In June 1999, another official, David Rogers wrote:

"I can see the difficulties but we're in a weak position re Whitehall. If we make it too difficult for them the buggers will just run roughshod over our convention on the basis that these Bills should be regarded as part of inherited landscape - Scottish offoce [sic] Ministers were consulted etc."

And in the same month, John Elvidge, who had been temporarily seconded from the Scottish Office to the Cabinet Office, wrote:

"I'm not surprised that this has proved problematic. The reason I didn't reply from Cabinet Office to the March letter was that settling procedures with the Welsh raised Whitehall hackles so much that I saw no prospect of a reasonable discussion if the issues about the Scottish Parliament were opened up simultaneously."

Sir John Eldridge is now the Scottish Government's top civil servant.

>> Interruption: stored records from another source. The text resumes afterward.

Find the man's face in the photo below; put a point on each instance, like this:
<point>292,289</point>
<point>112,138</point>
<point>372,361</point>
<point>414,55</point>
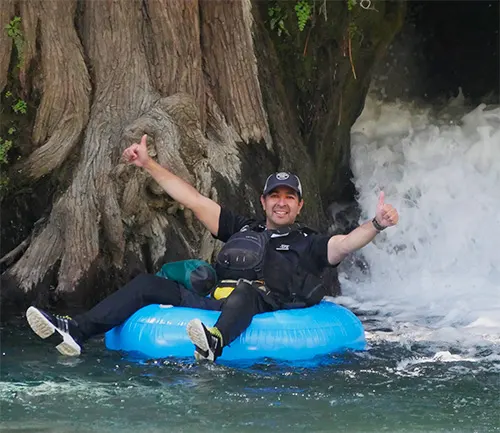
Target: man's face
<point>281,206</point>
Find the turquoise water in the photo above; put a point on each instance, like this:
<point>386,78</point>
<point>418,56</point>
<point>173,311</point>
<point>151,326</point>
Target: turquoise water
<point>389,388</point>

Lord Sewel himself soon became worried about the way the convention had started to operate in practice. In June 1999, his office circulated a memo saying that he was:

"greatly concerned about the procedure that is being adopted in relation to the Bills other than the FSA [Food Standards Agency] Bill. He feels we are taking the 'Sewel Convention' too far. He registered his concern at yesterday's Cabinet Committtee."

Since leaving government, Lord Sewel has repeated his view in public remarks that the convention had been used too widely.

I asked the Scotland Office for this material after the commissioner's judgment was announced. They only agreed to send me hard copies, but someone else has managed to get them to post electronic versions at the FOI site What Do They Know.